After five years of hard work on the part of Mercy's shareholder advocacy staff and members of the Interfaith Center on Corporate Responsibility (ICCR), Wyndham Hotels has become the latest in the travel industry to sign the ECPAT Code to end human trafficking.

In 2006, Sr. Valerie Heinonen, osu, director of shareholder advocacy for Mercy Investment Services, engaged Wyndham in a dialogue on behalf of the Sisters of Mercy. Mercy, along with other members of ICCR, filed a resolution on the issue of human trafficking in 2007 and withdrew it based on positive conversations with Wyndham.

Over the years, Wyndham has demonstrated an ongoing commitment to the human trafficking movement, becoming one of the first hotels to offer rooms to the Polaris Project, which rescues trafficking victims. As a subscriber to the Code, Wyndham will implement policies that condemn child trafficking and provide training to help its employees identify and report trafficking activities. Wyndham will also raise awareness among its business partners and customers by including information about the issue and the Code through its website and meetings, and by annually reporting on its progress.

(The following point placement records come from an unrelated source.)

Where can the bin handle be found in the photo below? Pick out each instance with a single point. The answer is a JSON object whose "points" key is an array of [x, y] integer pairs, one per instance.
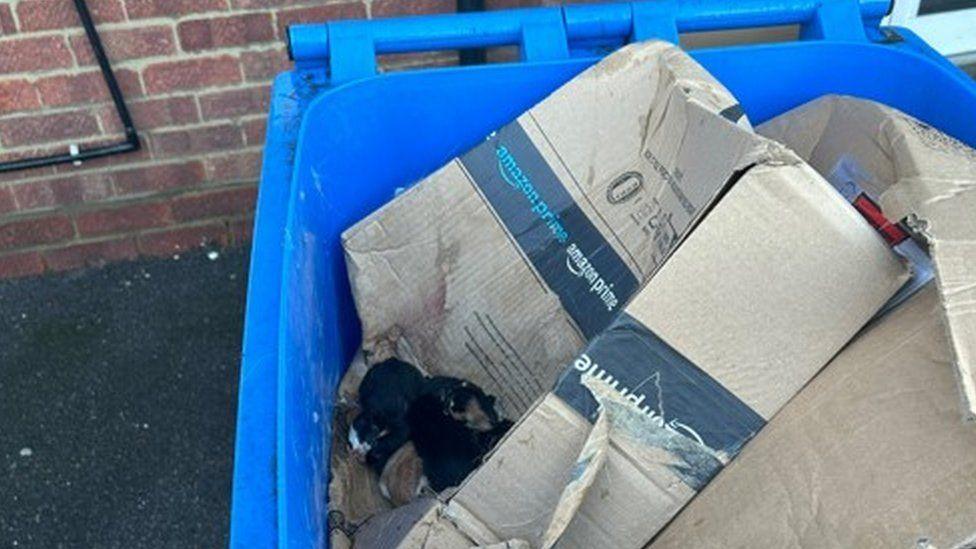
{"points": [[348, 49]]}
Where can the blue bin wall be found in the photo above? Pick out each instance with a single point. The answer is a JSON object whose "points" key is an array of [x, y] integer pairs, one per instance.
{"points": [[358, 142]]}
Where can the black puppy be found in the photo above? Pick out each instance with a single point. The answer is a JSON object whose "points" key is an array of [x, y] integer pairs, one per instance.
{"points": [[385, 395], [453, 425], [465, 402]]}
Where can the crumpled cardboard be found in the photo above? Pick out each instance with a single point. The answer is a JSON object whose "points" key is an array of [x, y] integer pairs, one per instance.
{"points": [[499, 266], [870, 455], [920, 177], [775, 280]]}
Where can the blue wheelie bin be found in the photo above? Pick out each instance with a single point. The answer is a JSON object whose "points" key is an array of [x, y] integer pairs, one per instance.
{"points": [[341, 138]]}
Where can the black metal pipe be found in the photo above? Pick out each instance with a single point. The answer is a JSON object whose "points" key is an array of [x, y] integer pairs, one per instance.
{"points": [[472, 56], [131, 142]]}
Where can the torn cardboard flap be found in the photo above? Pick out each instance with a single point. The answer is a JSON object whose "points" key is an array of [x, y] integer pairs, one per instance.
{"points": [[870, 454], [915, 173], [499, 266], [770, 286]]}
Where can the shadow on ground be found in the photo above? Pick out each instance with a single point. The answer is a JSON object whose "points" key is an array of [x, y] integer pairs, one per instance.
{"points": [[118, 391]]}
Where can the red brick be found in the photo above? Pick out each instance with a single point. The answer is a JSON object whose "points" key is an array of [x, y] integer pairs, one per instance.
{"points": [[172, 8], [182, 239], [111, 161], [65, 89], [40, 230], [33, 54], [158, 177], [153, 113], [7, 203], [244, 166], [253, 4], [30, 130], [129, 83], [221, 32], [86, 87], [17, 95], [191, 74], [7, 23], [124, 219], [224, 202], [319, 14], [242, 231], [262, 66], [22, 264], [255, 131], [91, 254], [390, 8], [62, 191], [122, 44], [197, 140], [235, 103], [38, 15]]}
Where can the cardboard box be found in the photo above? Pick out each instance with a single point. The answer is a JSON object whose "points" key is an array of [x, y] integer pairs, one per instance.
{"points": [[920, 177], [774, 281], [871, 454], [499, 266]]}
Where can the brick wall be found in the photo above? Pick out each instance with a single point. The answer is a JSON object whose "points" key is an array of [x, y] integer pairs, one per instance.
{"points": [[195, 74]]}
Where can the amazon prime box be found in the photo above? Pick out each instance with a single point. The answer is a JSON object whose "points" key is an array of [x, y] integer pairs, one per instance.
{"points": [[871, 454], [499, 266], [775, 280], [910, 179]]}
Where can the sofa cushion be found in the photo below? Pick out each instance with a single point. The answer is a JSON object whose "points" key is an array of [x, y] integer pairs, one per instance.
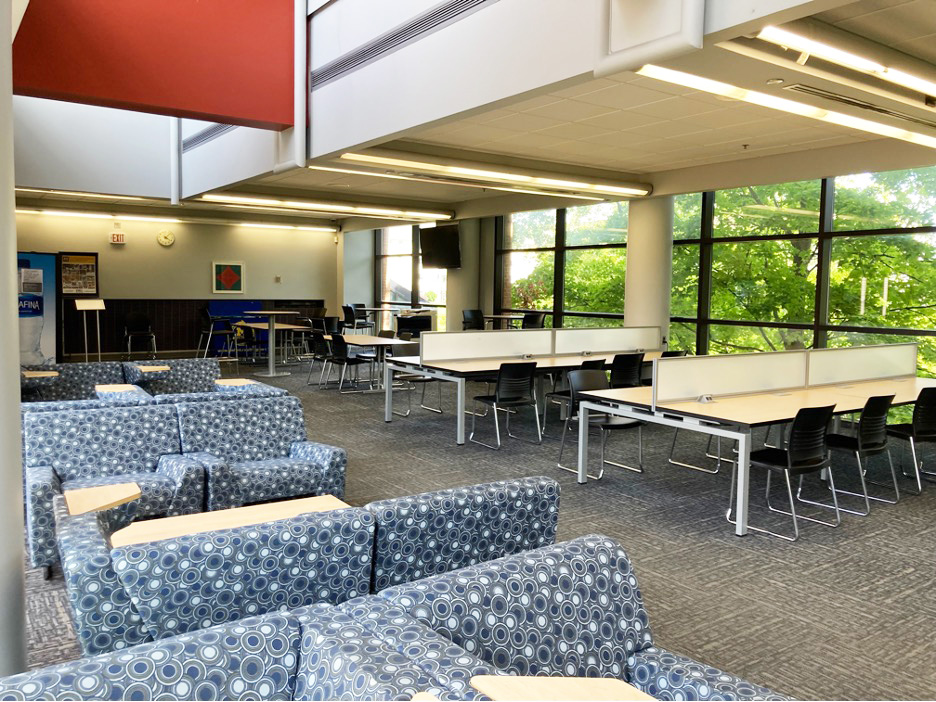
{"points": [[251, 659], [436, 532], [569, 609], [246, 430], [200, 580], [96, 442]]}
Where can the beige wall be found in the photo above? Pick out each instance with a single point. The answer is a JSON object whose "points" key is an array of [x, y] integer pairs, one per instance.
{"points": [[306, 262]]}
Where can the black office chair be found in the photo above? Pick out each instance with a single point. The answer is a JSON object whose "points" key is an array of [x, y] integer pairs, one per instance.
{"points": [[582, 381], [137, 326], [625, 370], [806, 452], [921, 429], [472, 319], [514, 389], [533, 320], [870, 439]]}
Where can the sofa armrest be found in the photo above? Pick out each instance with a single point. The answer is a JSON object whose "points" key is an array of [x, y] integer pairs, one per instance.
{"points": [[189, 477], [42, 484], [669, 676], [332, 459]]}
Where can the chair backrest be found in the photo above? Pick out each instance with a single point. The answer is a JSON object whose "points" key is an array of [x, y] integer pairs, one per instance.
{"points": [[436, 532], [872, 424], [924, 414], [220, 576], [565, 627], [626, 370], [515, 381], [472, 319], [101, 442], [807, 444], [251, 429]]}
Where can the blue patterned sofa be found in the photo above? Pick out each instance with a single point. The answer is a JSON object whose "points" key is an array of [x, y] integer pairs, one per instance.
{"points": [[76, 381], [436, 532], [86, 448], [255, 450], [184, 375]]}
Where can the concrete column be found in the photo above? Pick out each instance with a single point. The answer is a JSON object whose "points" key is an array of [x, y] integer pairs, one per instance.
{"points": [[12, 612], [649, 263]]}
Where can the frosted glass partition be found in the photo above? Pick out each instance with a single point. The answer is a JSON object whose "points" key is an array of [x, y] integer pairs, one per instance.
{"points": [[689, 377], [452, 346], [607, 340], [857, 363]]}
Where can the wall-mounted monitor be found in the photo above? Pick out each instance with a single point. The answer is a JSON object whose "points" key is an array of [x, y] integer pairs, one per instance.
{"points": [[440, 247]]}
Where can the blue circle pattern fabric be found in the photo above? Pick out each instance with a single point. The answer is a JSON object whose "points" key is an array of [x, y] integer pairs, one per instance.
{"points": [[200, 580], [252, 659], [436, 532], [574, 609]]}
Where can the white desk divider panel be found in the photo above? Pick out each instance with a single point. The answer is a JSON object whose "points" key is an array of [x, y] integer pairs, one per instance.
{"points": [[606, 340], [690, 377], [856, 363], [474, 345]]}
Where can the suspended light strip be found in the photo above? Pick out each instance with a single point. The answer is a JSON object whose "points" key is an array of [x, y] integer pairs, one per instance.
{"points": [[498, 176], [753, 97], [459, 183], [324, 207], [832, 54]]}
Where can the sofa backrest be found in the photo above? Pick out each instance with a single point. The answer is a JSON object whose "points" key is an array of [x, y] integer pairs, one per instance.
{"points": [[569, 609], [200, 580], [436, 532], [105, 441], [185, 375], [254, 658], [248, 430], [76, 381]]}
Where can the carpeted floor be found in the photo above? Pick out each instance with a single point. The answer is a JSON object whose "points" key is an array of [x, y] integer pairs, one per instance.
{"points": [[844, 613]]}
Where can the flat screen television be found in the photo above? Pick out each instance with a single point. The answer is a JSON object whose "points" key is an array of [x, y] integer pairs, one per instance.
{"points": [[440, 247]]}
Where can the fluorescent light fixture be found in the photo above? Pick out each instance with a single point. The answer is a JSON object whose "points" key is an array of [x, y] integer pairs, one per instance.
{"points": [[832, 54], [459, 183], [323, 207], [531, 181], [73, 193], [260, 225], [753, 97]]}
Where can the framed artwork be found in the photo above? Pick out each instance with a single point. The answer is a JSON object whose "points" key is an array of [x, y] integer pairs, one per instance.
{"points": [[227, 277], [78, 274]]}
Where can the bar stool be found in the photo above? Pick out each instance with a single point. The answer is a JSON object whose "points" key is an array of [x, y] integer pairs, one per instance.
{"points": [[806, 452]]}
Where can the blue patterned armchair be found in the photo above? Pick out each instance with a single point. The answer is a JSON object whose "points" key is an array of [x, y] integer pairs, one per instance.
{"points": [[573, 609], [201, 580], [254, 450], [86, 448], [254, 658], [185, 375], [436, 532]]}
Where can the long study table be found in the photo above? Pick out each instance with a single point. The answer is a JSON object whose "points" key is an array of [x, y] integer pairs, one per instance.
{"points": [[735, 416], [459, 372]]}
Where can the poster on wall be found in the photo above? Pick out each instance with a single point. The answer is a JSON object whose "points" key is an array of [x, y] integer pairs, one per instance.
{"points": [[36, 284], [227, 277], [79, 274]]}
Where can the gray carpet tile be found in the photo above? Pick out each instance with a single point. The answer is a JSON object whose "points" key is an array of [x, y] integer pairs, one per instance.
{"points": [[844, 613]]}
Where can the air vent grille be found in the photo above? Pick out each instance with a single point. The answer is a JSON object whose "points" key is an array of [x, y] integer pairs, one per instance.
{"points": [[432, 20], [860, 104]]}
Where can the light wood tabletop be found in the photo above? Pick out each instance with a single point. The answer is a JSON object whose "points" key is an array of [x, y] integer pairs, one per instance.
{"points": [[32, 375], [542, 688], [172, 527], [84, 500]]}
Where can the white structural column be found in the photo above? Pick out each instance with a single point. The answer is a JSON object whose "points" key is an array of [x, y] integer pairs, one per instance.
{"points": [[12, 613], [649, 263]]}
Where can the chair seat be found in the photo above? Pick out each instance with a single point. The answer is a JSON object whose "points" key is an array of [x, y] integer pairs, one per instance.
{"points": [[156, 490], [776, 459]]}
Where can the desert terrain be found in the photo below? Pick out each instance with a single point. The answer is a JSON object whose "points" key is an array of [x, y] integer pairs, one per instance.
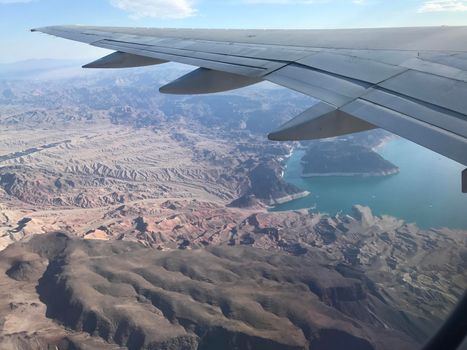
{"points": [[129, 219]]}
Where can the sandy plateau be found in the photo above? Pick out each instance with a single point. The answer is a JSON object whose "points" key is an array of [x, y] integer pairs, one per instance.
{"points": [[130, 220]]}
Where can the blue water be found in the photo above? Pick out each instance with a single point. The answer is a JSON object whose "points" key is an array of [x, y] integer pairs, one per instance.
{"points": [[427, 191]]}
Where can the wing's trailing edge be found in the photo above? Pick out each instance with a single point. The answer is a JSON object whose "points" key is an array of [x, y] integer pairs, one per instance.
{"points": [[409, 81]]}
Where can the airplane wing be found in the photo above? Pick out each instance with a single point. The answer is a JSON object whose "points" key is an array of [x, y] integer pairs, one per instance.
{"points": [[409, 81]]}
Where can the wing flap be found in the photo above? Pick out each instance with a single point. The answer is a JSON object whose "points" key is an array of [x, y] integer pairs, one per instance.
{"points": [[320, 121], [206, 81], [430, 136], [332, 89], [352, 67], [429, 88], [123, 60]]}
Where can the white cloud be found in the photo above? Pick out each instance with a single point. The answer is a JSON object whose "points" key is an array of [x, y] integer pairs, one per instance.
{"points": [[14, 1], [155, 8], [444, 6], [290, 2]]}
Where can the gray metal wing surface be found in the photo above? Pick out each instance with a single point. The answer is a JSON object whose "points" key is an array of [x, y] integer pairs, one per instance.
{"points": [[409, 81]]}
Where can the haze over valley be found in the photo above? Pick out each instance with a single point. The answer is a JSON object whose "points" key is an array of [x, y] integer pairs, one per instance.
{"points": [[131, 219]]}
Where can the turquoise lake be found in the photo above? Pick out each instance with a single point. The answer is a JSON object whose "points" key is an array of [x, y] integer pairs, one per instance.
{"points": [[427, 191]]}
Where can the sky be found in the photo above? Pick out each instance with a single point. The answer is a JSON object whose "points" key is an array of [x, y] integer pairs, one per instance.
{"points": [[18, 16]]}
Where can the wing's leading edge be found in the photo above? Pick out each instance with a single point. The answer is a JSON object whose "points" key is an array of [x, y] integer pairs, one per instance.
{"points": [[410, 81]]}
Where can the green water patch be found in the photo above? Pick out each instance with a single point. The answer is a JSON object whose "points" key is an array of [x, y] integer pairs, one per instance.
{"points": [[427, 191]]}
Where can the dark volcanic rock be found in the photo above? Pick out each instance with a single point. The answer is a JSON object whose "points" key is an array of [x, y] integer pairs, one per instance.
{"points": [[214, 298]]}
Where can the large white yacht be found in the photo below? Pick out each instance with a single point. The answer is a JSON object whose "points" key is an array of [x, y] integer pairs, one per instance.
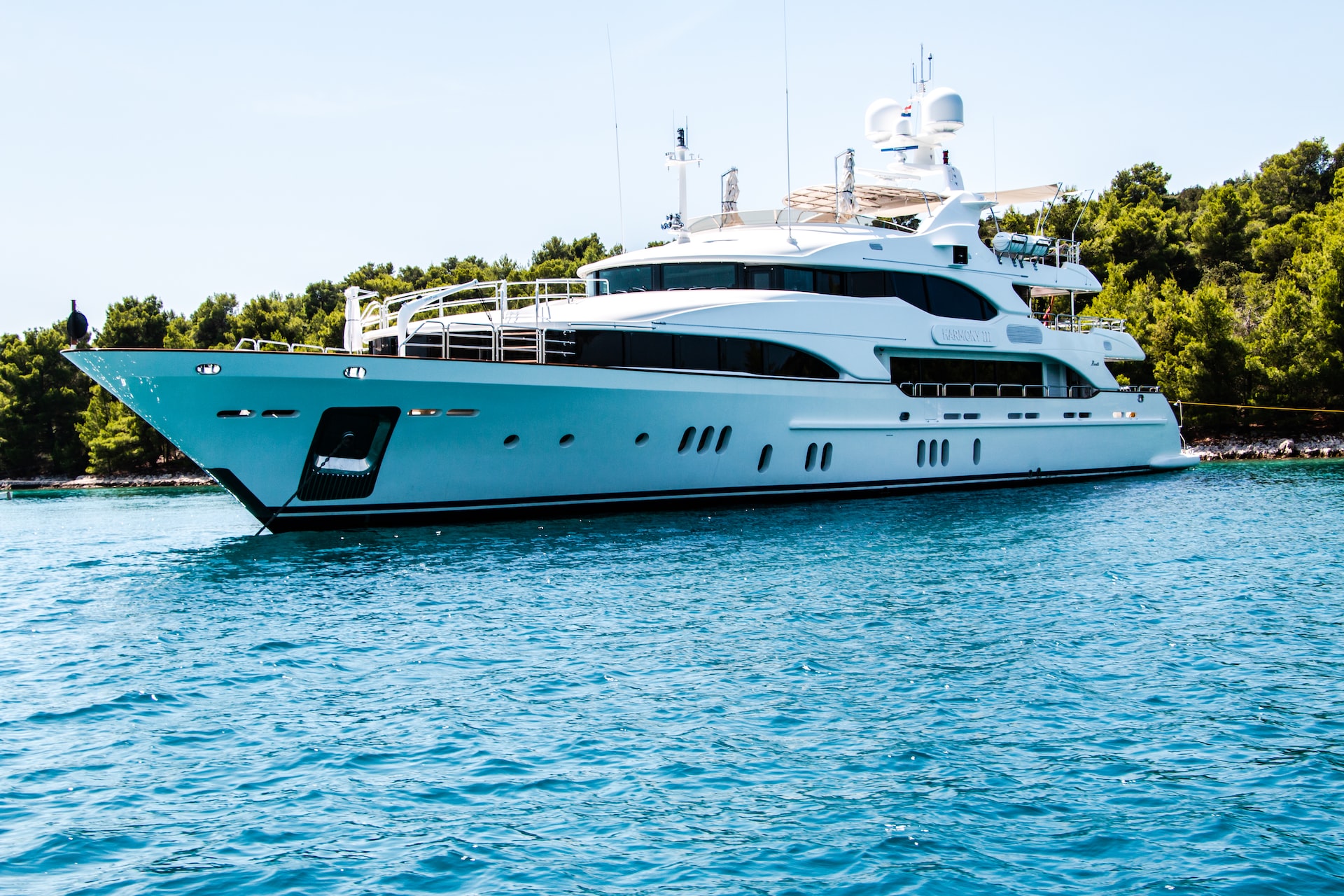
{"points": [[818, 349]]}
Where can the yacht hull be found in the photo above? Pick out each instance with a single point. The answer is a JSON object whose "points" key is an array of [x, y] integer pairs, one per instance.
{"points": [[539, 440]]}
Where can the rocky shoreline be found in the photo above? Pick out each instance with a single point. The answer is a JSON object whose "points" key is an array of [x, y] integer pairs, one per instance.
{"points": [[1266, 449], [128, 481]]}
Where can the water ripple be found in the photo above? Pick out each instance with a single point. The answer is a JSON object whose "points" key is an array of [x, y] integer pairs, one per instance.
{"points": [[1116, 687]]}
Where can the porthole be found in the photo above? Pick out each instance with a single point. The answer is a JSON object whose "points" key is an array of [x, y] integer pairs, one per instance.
{"points": [[686, 440], [706, 438], [724, 434]]}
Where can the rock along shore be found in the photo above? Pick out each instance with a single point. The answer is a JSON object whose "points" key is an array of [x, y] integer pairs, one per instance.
{"points": [[1268, 449], [130, 481]]}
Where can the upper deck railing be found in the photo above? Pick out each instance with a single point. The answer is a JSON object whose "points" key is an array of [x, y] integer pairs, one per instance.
{"points": [[500, 300]]}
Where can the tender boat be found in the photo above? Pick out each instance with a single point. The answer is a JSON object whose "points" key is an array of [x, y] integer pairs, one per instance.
{"points": [[815, 351]]}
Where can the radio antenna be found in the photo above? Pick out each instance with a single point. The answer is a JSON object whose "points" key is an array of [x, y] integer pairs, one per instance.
{"points": [[788, 149], [616, 127]]}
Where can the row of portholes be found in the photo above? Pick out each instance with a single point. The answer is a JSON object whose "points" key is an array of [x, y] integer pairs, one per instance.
{"points": [[705, 444], [811, 463], [940, 453], [643, 438]]}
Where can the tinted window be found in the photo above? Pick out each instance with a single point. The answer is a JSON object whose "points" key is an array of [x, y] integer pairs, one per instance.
{"points": [[667, 351], [964, 370], [866, 282], [1019, 372], [701, 276], [758, 279], [650, 349], [797, 280], [949, 298], [739, 355], [949, 370], [698, 352], [638, 279], [909, 288], [600, 348], [781, 360], [830, 282]]}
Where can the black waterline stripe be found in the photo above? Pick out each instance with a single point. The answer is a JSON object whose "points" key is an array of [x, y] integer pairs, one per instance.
{"points": [[617, 498]]}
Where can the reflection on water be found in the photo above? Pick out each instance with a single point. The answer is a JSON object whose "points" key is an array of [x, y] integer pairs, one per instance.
{"points": [[1123, 685]]}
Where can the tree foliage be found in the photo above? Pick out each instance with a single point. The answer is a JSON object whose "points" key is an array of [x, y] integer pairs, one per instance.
{"points": [[1233, 290]]}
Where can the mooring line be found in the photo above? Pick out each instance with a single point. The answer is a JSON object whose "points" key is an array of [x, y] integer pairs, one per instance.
{"points": [[304, 481], [1266, 407]]}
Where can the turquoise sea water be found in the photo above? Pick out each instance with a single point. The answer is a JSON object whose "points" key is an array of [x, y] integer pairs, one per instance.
{"points": [[1128, 685]]}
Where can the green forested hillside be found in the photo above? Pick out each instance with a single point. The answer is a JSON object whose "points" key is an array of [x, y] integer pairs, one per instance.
{"points": [[1234, 290]]}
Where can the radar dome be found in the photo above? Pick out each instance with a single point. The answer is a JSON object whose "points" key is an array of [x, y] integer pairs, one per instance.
{"points": [[942, 111], [882, 120]]}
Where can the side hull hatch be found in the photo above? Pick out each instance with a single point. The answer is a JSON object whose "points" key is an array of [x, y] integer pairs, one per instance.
{"points": [[347, 453]]}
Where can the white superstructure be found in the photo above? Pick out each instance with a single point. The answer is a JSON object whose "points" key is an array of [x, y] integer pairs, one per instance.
{"points": [[802, 352]]}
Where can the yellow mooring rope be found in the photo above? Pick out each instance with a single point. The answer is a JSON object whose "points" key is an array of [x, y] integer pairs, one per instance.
{"points": [[1266, 407]]}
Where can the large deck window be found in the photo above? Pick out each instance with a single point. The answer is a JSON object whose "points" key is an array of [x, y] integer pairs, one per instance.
{"points": [[974, 377], [683, 352], [939, 296]]}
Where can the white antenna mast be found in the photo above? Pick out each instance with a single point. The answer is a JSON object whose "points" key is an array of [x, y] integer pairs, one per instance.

Sr. Valerie said, "Wyndham has engaged with faith-based investors and ECPAT over the past five years and included repudiation of child sexual exploitation in its human rights policy since 2007. While some hotel companies with franchised properties have shied away from signing the Code believing it is too difficult to implement, Wyndham, with 7,000 franchised hotels, has shown that it is not only possible, but will be beneficial to the company." Wyndham joins Delta Airlines, Carlson (Radisson, Country Inns and Suites), Millennium Hotel St. Louis and Hilton Hotels (Hilton, Doubletree, Embassy Suites, Hampton Inn, Homewood Suites) who have previously signed the Code.